Since the investigation, Fiorito no longer patrols the streets but works behind a desk. He will continue to do so until Internal Affairs completes their investigation. Also, Fiorito will no longer be a witness in DUI cases.
But Fiorito was not the first Chicago police officer to be accused of making false DUI arrests. Two officers were previously accused of the same offense. One officer even retired early instead of face criminal charges and an investigation for allegedly making these false claims.
The Chicago Sun-Times has more reports that Officer Joe Parker, formerly honored as one of the top DUI cops in the city, exaggerated DUI arrest reports.
The paper’s Web site has some great video from a 2008 arrest of Raymond Bell.
The video shows Bell performing a number of field sobriety tests, including walk-and-turn test, the one-legged stand and the Horizontal Gaze Nystagmus test.
After reviewing the video, and the contradicting police reports by Officer Parker, prosecutors have dropped all charges against Bell.
Now, prosecutors are looking into pressing charges against Officer Bell.
And they’re considering filing criminal charges against the 59-year-old Parker, who is one of three Chicago cops whose prolific DUI-busting has now come under scrutiny. Dozens of DUI arrests by Parker alone are under review, sources say.
“There is an ongoing investigation, but we are not going to comment in further detail,” said Sally Daly, spokeswoman for Cook County State’s Attorney Anita Alvarez.
These tapes became public, and the charges were dropped, thanks to actions taken by Bell’s DUI lawyer, who subpoenaed the police department for arrest records and videos of the arrest.
In Illinois, the Cook County state’s attorney’s office has moved to dismiss dozens of DUI cases. This surprising action came after a second Chicago police officer was accused of framing drivers to boost DUI arrests.
Nearly a year ago, another Chicago police officer was charged with perjury, official misconduct and obstructing justice.
Officer John Haleas was accused of failing to follow proper procedure during a DUI arrest in 2005. It was alleged that Haleas failed to perform field sobriety tests and lied in his police report of the arrest.
Cook County prosecutors dropped more than 50 DUI cases that were products of Haleas’ DUI arrests.
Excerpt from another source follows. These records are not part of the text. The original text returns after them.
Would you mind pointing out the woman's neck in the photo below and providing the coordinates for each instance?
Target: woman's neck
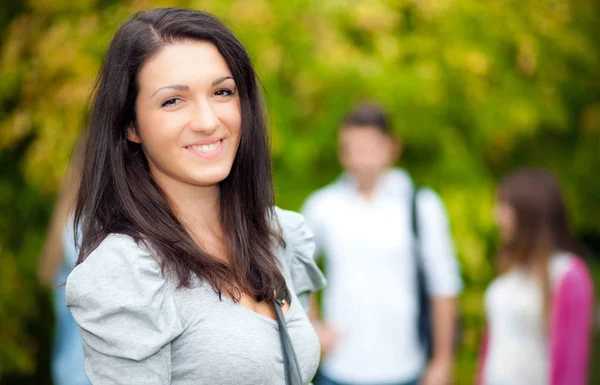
(198, 210)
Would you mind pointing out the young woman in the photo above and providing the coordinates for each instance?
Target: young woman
(539, 308)
(182, 251)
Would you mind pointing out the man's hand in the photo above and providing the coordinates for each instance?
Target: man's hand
(438, 372)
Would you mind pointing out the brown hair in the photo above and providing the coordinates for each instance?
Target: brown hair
(541, 226)
(368, 114)
(119, 195)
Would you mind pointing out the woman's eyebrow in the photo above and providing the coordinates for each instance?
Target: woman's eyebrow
(221, 80)
(183, 87)
(178, 87)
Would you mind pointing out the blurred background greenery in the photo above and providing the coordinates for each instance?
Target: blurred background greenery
(476, 88)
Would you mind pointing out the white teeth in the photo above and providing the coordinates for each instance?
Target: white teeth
(206, 147)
Haleas was honored on three occasions by the Schaumburg-based Alliance Against Intoxicated Motorists as the officer with the most DUI arrests in Illinois. The criminal case against him is still pending.
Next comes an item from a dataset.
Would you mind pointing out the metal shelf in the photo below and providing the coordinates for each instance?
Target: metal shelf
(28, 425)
According to the Chicago Sun Times, Officer Joe D. Parker has been given a desk job at the station while an internal police investigation of the DUI arrests he made is conducted.
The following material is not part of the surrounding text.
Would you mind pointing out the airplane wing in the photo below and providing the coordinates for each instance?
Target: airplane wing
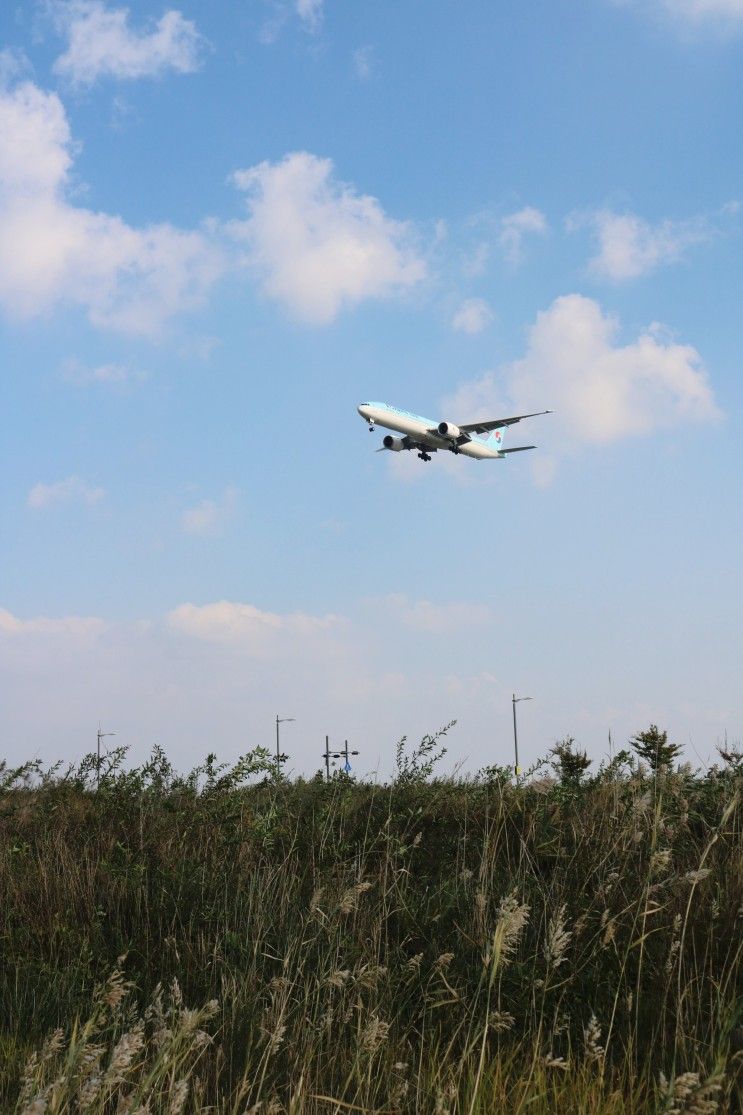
(483, 427)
Parker, 59, is a 23-year police veteran and works in the Chicago Police Department’s Traffic Enforcement Unit. The Cook County state’s attorney’s office is also investigating Parker.
However, this is not the first instance in which Parker has been accused of making false DUI arrests.
In 2005, Parker reportedly arrested Vanessa Davis, a well-known blues singer who suffers from multiple sclerosis, for suspicion of DUI. After the arrest, Davis suffered severe anxiety, which caused severe medical complications.
Davis filed a lawsuit against the City of Chicago for wrongful arrest. Her lawyer claimed that because of the arrest she had to be hospitalized for a few days. The city paid Davis $100,000 to settle the lawsuit.
The current investigations into Parker’s conduct began after it was noticed his account of a DUI arrest on a police report was disproved by a review of the dash cam video from his squad car.
Wayne Jackson has filed a federal lawsuit, claiming that Parker also wrongfully arrested him for DUI.
Jackson was driving home from work in 2006 when Parker pulled him over. He was given a field sobriety test and claims that he passed; however, Parker wrote on the arrest report Jackson was swaying and slurred his speech.
Jackson also says he passed a Breathalyzer test, but on the arrest report Parker indicated he had “attempted to circumvent” the machine.
Like Haleas, Parker was honored by the Schaumburg-based Alliance Against Intoxicated Motorists for making 153 DUI arrests in 2006.